Saya paling demen baca buku. Dari Serial Lupus sampai karya berat macam Madilog kesemuanya saya baca. Akan tetapi, bertambahnya umur berbanding lurus dengan kesibukan. Dulu waktu bocah, kerjaan saya cuman sekolah dan main. Beranjak sekolah menengah sampai kuliah, saya makin sibuk dan nggak ada waktu buat baca novel, karya non-fiksi, dan semacamnya.
Dasar manusia, sudah tahu waktu baca buku makin nipis, saya tetap khilaf buat beli. Alhasil, banyak buku yang belum kebaca dan menumpuk di rak. Miris saya lihatnya. Dan terkadang, kekhilafan itu berakhir pada sebuah peristiwa, seperti:
"Kamu baca bukunya Eka Kurniawan juga, ya? Eh, novel karyanya yang ini ceritanya tentang apa?" tanya seorang teman. Buku berjudul satu huruf O dia genggam, dia tunjukkan pada saya.
Saya yang belum baca bukunya, cuma diam sambil mikir. "Tentang anak pesantren yang berhasil kuliah di Perancis."
Beda cerita.
Kelakuan orang yang gemar beli buku, namum membiarkannya tidak terbaca dan akhirnya menumpuk, tsundoku (積ん読) namanya.
Banyak banget kasus tsundoku, contohnya saja Pak Frank Rose, pria asal Amerika Serikat yang punya koleksi lebih dari 13000 buku yang belum pernah dia baca. Pada akhirnya, buku-buku tersebut ia sumbangkan.
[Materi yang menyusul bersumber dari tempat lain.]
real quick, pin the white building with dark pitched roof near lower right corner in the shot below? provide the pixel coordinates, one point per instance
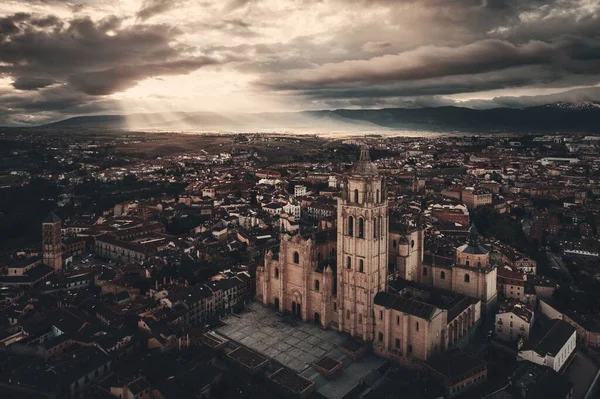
(553, 347)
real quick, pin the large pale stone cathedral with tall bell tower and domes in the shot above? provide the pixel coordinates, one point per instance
(372, 280)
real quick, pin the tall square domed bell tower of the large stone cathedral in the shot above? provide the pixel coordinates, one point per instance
(362, 247)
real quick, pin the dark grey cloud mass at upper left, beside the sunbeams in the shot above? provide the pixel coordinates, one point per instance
(84, 58)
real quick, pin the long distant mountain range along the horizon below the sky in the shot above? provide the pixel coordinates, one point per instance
(558, 117)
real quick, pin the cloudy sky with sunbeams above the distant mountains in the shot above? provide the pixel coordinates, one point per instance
(64, 58)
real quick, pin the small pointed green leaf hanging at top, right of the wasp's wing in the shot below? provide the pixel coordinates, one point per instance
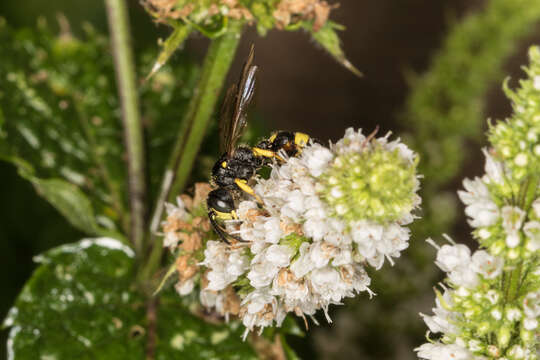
(327, 37)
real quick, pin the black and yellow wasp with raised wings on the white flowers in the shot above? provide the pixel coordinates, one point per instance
(238, 164)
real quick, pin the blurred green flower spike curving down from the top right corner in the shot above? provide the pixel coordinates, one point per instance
(446, 106)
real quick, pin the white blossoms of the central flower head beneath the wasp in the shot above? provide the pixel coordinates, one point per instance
(300, 254)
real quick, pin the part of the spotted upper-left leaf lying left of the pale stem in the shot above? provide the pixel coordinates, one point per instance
(58, 104)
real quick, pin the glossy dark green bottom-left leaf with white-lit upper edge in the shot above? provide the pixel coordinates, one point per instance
(80, 304)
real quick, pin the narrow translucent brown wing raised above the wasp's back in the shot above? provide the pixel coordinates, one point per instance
(234, 111)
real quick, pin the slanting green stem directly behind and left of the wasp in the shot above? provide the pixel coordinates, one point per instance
(215, 68)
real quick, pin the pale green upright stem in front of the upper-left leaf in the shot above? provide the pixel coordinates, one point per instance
(133, 132)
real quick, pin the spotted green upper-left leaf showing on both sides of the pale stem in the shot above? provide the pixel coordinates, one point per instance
(60, 121)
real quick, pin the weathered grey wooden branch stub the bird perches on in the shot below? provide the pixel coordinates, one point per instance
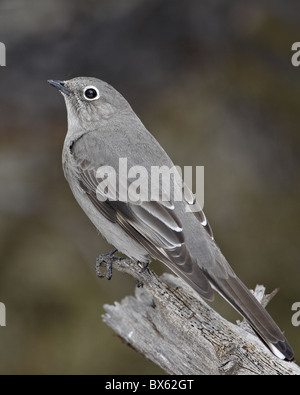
(171, 325)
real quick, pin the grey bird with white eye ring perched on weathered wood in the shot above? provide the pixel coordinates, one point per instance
(102, 128)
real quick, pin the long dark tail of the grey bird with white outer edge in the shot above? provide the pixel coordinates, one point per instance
(238, 295)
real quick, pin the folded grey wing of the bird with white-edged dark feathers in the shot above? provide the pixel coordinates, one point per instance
(153, 224)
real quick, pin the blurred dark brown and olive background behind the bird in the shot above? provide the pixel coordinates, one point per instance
(214, 83)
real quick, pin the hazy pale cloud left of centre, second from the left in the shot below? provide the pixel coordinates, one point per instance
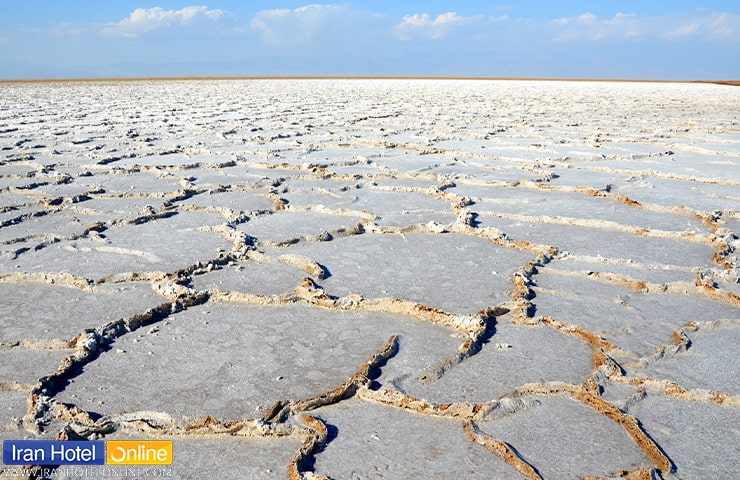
(304, 25)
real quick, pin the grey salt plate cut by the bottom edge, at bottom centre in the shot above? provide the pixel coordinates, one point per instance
(367, 440)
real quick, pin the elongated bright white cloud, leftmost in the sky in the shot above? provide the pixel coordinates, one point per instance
(144, 20)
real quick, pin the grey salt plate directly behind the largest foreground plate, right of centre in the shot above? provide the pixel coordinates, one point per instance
(456, 273)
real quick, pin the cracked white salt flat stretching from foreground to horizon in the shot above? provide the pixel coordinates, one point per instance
(375, 278)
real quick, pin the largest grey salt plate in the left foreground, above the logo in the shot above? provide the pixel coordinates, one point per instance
(233, 361)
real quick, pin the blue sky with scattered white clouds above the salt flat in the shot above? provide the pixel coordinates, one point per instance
(662, 39)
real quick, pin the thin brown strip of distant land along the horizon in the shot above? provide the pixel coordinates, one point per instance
(359, 77)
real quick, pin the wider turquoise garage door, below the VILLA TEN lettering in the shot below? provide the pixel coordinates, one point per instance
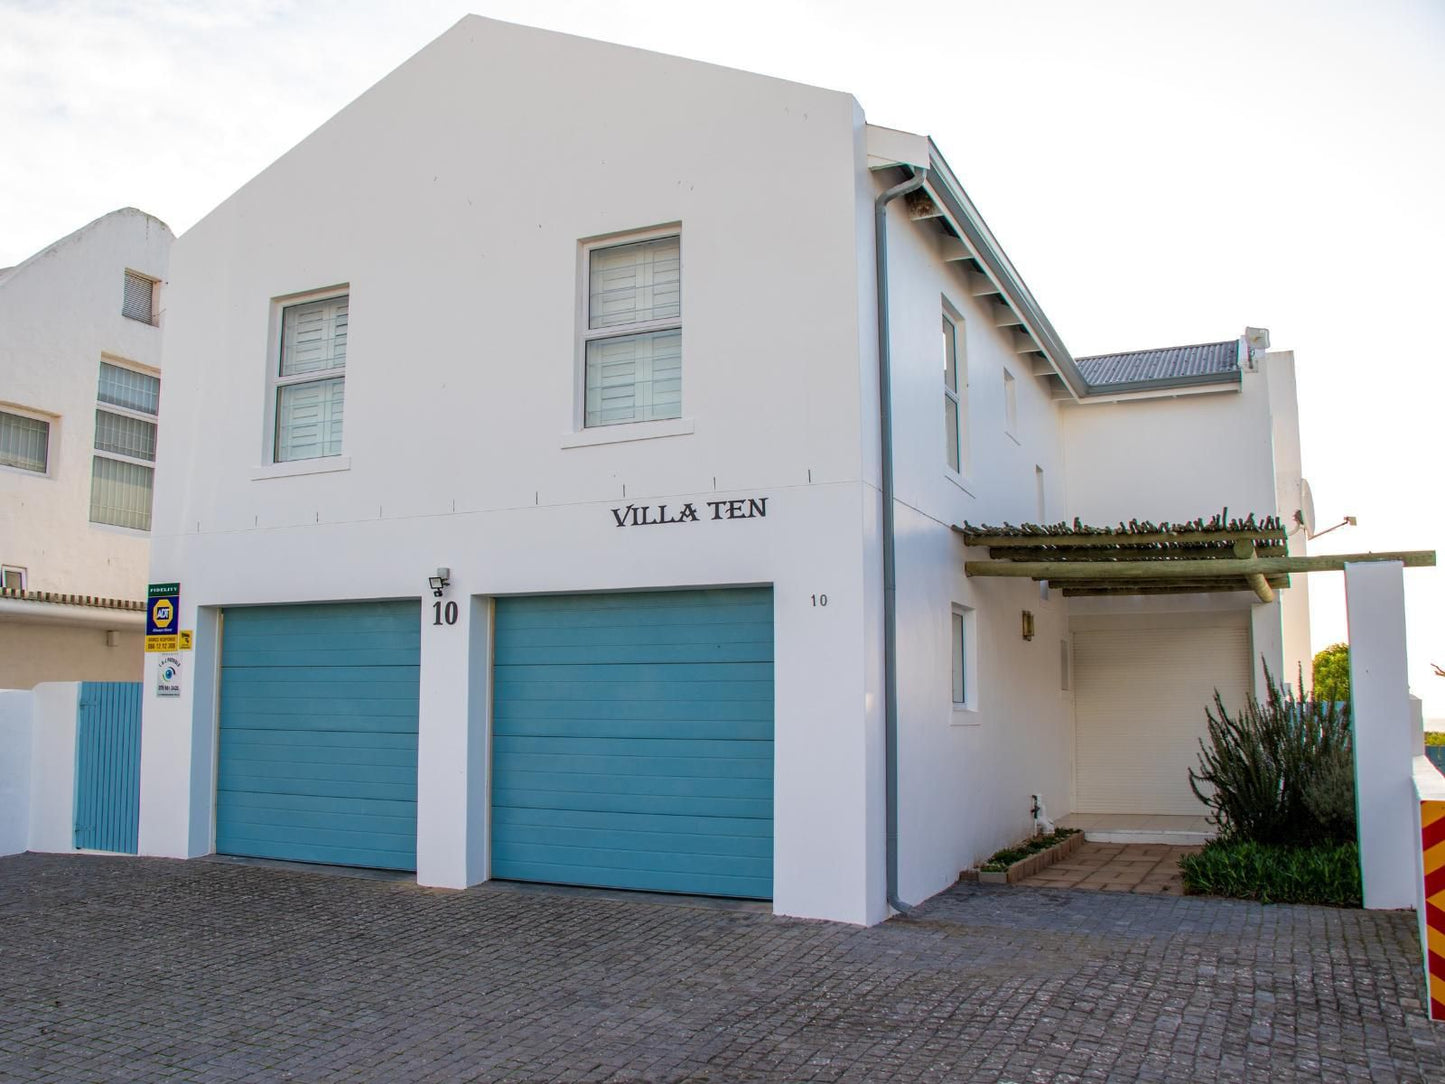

Jadi, tiap berangkat ngampus, malmingan, jalan-jalan, saya selalu menghindar dari jalan yang ada toko bukunya. Kalau sudah terlanjur, ya saya buang muka. Pura-pura enggak lihat supaya nggak khilaf. Selain itu, saya punya target untuk menyelesaikan buku-buku yang kadung dibeli. Secepatnya.